Preface by Alda Merini
I’ve listened so many times to Celentano’s latest album that I’m on the verge of a nervous breakdown,
One of the reasons I did this was to exorcise some of my personal fears.
It’s as if I plugged into my brain a cord that hadn’t been used for a while. Because I needed to obliterate the crime of indifference.
It’s about today and maybe tomorrow’s society. But what surprises me the most is Celentano’s power of placing the outrage for this crime in HIS own indifference and turning it into music.
It’s as if Adriano is dancing on the tiles of his fear in a extremely small space.
He’s so flexible that he can change not only by following his memories but also by going with the pain of his memories.
A body is a prison. The invigoration of the opponent is a slap across the untarnished child’s face, the face of the poet child.
When they removed my roof and I was caked with rubble dust, the pain not only made me sick but it also took away the space I needed to be inspired.
Humanity’s strength resides in the memory. Human beings tire and sweat to maintain their memories intact. He/she loves them, protects them as living creatures and won’t let them be strangled by the landlord’s dried-up hands. Or by a misleading defender of social rights.
Adriano is like a male Venus who’s rising from the shattering earth shards and is demanding revenge.
He sings and chants for the resurrection of the bodies and of the minds.
Behind him there’s a Greek Chorus of Women Mourners who are invoking the endless funeral of humankind’s ideas and freedoms.

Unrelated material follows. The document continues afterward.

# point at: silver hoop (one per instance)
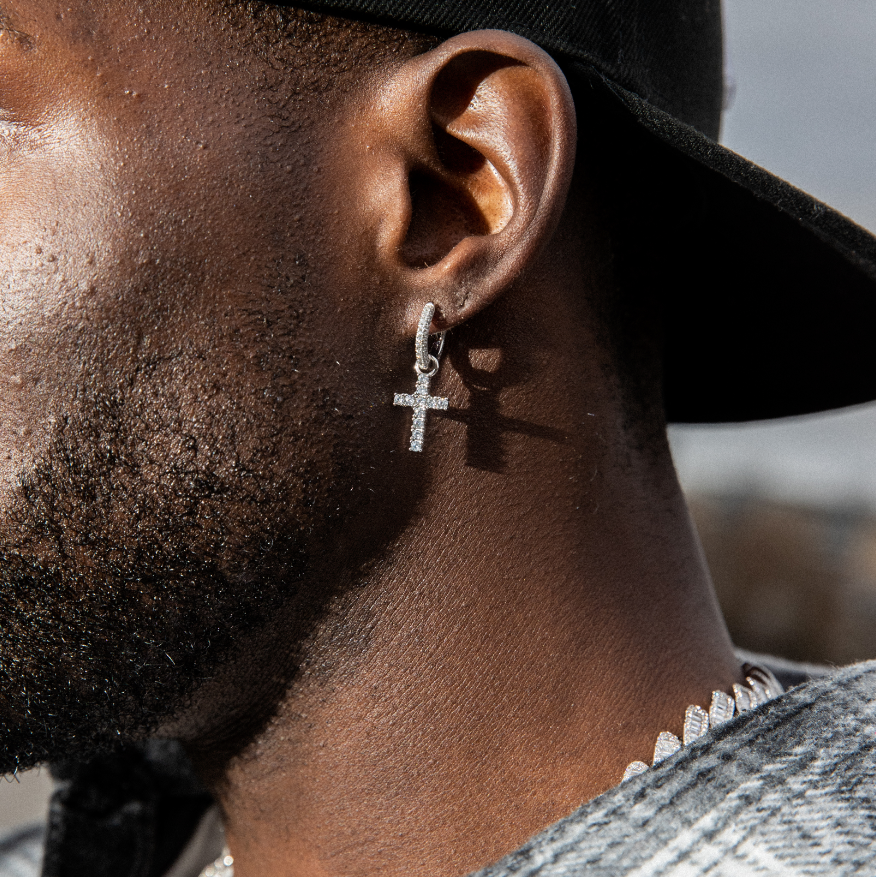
(434, 365)
(426, 362)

In the beginning, mankind was afraid of fire, of matter, of the light. But then tried to befriend these elements that could have killed him. It’s like a house on stilts, which protects us from the hungry beasts. And Celentano’s world of music is swarming with these beasts: he smiles at them and tames them.

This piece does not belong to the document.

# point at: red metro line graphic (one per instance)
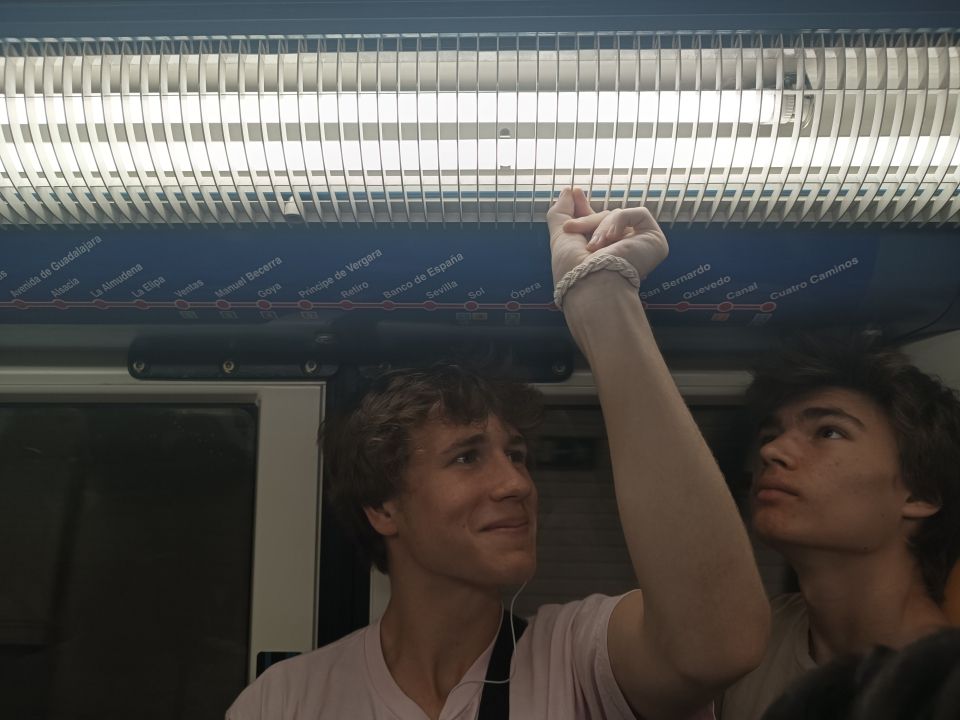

He’s like Saint Francis who heads straight for the wolf and manages to make the monsters laugh. And that’s mankind’s biggest power.

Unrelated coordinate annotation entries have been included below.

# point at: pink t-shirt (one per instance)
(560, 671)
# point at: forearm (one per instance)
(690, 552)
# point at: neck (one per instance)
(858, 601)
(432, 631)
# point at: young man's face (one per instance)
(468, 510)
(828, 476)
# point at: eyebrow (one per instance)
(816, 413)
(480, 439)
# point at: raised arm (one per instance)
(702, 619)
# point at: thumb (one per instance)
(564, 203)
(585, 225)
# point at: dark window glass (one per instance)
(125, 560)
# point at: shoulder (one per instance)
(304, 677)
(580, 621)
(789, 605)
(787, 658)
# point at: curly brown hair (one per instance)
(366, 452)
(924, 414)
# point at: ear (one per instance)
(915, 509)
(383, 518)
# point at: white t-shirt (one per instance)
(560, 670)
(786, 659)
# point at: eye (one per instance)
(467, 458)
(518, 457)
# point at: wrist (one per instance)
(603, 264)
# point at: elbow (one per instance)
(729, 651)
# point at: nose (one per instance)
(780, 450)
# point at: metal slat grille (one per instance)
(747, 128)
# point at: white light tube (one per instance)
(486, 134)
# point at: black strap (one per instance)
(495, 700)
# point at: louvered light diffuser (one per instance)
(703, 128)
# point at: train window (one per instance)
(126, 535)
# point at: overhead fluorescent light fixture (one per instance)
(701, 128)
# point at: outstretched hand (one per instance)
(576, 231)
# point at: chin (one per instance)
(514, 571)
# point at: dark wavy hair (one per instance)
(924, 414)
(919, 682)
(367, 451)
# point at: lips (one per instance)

When I was in the mental asylum and felt desperately overwhelmed, I would start laughing and make the other scared patients laugh. That’s what saved me.
Adrian’s religiosity is a pantheistic form of the original artist’s lust and passion that the mediocre and the joy killers love to criticize.
Adriano reassesses mankind’s need to have only one boss: the Creator of the Universe.
If we can’t stop loving those who eventually will kill us, it’s because we harbor an engrained cult of death. They turn into an ALTER EGO we embrace because the joy of the resurrection is an important part of death.
This pamphlet is basically a revenge on those men who want to kill culture by making it wealthy.
The world would end without the poets and the song jesters who pray God and bend over in pain.
Adriano’s beat is the beat of the blood. Quoting the writer Susanna Tamaro: Adriano goes where his heart leads him and where we all will go to die a peaceful death. Maybe ending up in a common grave where we’ll continue to chant for Divine Piety.